The great advance of the Russians in the winter of 1915-6 brought this province within the immediate war zone, and apparently provoked a second outburst of persecution. On the 24th February, 1916, the Paris journal “Le Temps” published the following telegram from Rome: “According to information that has reached the[the] Vatican, the Turks have carried fire and sword through the region of Mamouret-ul-Aziz, killing all the Christians, including the Catholic Armenian Bishop, Mgr. Ivraklon, who was subjected to prolonged and fearful tortures.”
The name of the town to which most of the documents in this section relate is, for obvious reasons, withheld.
64. H.: STATEMENT MADE BY MISS DA., A DANISH LADY IN THE SERVICE OF THE GERMAN RED CROSS AT H., TO MR. DB. AT BASLE, AND COMMUNICATED BY MR. DB. TO LORD BRYCE.
Sister DA. left the German Red Cross Mission at H. in April, 1916, travelling through Ourfa to Aleppo, and thence by road and railway across Anatolia to Constantinople. Mr. DB. met her at Basle, on her way from Constantinople to Denmark, in the house of a mutual friend.
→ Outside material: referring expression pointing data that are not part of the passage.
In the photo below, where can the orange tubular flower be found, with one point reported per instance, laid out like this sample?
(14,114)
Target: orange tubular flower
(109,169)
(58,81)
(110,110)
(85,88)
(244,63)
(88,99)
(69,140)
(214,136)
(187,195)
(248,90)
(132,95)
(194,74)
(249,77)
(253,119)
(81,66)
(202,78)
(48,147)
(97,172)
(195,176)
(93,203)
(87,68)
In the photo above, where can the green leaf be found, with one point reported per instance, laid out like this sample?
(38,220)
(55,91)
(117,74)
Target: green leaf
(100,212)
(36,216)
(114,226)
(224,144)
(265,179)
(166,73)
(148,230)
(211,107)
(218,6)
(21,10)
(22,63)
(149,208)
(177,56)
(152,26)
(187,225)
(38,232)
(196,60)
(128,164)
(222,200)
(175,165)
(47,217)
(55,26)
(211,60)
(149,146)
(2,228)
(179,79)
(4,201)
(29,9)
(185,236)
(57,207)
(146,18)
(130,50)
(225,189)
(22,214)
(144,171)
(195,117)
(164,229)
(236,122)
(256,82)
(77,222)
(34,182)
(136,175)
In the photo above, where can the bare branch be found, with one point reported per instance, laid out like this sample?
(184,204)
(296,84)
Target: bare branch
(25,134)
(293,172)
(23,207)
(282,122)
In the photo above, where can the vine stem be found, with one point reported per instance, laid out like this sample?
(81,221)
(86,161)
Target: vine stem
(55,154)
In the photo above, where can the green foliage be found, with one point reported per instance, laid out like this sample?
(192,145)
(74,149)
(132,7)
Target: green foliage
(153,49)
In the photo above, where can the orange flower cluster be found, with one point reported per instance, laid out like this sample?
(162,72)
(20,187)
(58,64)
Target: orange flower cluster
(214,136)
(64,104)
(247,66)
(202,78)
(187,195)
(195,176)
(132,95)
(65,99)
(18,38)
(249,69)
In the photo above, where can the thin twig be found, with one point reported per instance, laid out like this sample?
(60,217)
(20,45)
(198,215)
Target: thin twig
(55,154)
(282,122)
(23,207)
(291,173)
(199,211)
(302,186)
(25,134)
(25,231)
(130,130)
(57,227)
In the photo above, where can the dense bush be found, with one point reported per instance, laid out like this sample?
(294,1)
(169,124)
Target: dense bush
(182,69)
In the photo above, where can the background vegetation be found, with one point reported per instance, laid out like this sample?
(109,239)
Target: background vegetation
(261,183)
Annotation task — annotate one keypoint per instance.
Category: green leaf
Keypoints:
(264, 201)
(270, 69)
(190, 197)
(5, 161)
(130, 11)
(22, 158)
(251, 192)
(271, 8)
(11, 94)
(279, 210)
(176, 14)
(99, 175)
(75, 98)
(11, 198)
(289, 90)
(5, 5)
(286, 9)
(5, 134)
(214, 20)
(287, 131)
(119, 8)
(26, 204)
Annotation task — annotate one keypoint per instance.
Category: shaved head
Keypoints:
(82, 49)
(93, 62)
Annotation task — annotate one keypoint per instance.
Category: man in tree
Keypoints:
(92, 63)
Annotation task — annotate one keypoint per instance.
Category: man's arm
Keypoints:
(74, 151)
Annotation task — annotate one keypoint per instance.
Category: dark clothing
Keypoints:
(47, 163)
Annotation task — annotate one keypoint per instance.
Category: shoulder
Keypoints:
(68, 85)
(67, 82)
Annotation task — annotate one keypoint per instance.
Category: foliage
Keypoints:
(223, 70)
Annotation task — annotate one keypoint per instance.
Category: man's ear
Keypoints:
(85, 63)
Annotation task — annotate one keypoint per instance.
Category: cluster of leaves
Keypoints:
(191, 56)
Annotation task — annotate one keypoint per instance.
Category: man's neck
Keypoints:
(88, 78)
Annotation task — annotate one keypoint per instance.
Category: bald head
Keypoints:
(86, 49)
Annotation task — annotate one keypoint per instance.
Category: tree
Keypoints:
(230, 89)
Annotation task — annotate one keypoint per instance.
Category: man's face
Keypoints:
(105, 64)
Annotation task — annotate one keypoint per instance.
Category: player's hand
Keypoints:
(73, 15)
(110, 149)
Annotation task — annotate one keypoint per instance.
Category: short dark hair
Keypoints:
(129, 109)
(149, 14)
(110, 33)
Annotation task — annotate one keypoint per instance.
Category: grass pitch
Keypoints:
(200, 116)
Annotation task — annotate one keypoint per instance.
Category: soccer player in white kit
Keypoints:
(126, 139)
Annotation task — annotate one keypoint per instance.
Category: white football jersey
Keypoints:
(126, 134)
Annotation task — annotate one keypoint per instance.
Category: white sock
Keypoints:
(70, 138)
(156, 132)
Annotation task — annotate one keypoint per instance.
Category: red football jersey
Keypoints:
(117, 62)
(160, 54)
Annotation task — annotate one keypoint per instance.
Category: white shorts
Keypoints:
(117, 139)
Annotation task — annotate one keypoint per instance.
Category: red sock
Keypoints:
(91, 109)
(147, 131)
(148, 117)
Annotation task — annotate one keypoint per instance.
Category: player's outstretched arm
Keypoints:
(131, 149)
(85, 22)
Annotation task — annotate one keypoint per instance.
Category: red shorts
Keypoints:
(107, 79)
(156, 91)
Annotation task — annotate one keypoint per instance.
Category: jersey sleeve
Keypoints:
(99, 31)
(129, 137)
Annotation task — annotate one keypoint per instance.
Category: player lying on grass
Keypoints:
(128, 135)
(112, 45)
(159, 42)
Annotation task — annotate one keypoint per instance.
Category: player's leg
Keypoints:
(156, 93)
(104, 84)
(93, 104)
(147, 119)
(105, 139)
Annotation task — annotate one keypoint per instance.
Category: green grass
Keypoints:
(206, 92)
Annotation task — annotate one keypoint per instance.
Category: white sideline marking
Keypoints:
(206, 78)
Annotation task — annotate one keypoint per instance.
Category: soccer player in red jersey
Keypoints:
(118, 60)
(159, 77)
Sister DA. told Mr. DB. that on the 16th March, 1915, the German Vice-Consul appointed provisionally to Erzeroum (the Consul himself being interned in Russia) was passing through the town of H., accompanied by two German officers, and arranged to dine that evening with the German Red Cross Staff, after paying his respects to the Vali. At the hour fixed, only the two officers appeared. They said that they had called, with the Vice-Consul, upon the Vali, but that after a time the Vali had shewn signs of being irked by their presence, and so they had taken their departure, leaving the Vali and the Vice-Consul together. The company waited for the Vice-Consul about two hours. He arrived about 9.30 p.m., in a state of great agitation, and told them at once the purport of his interview. The Vali had declared to him that the Armenians in Turkey must be, and were going to be, exterminated. They had grown, he said, in wealth and numbers until they had become a menace to the ruling Turkish race; extermination was the only remedy. The Vice-Consul had expostulated and represented that persecution always increased the spiritual vitality of a subject race, and on grounds of expediency was the worst policy for the rulers. “Well, we shall see,” said the Vali, and closed the conversation.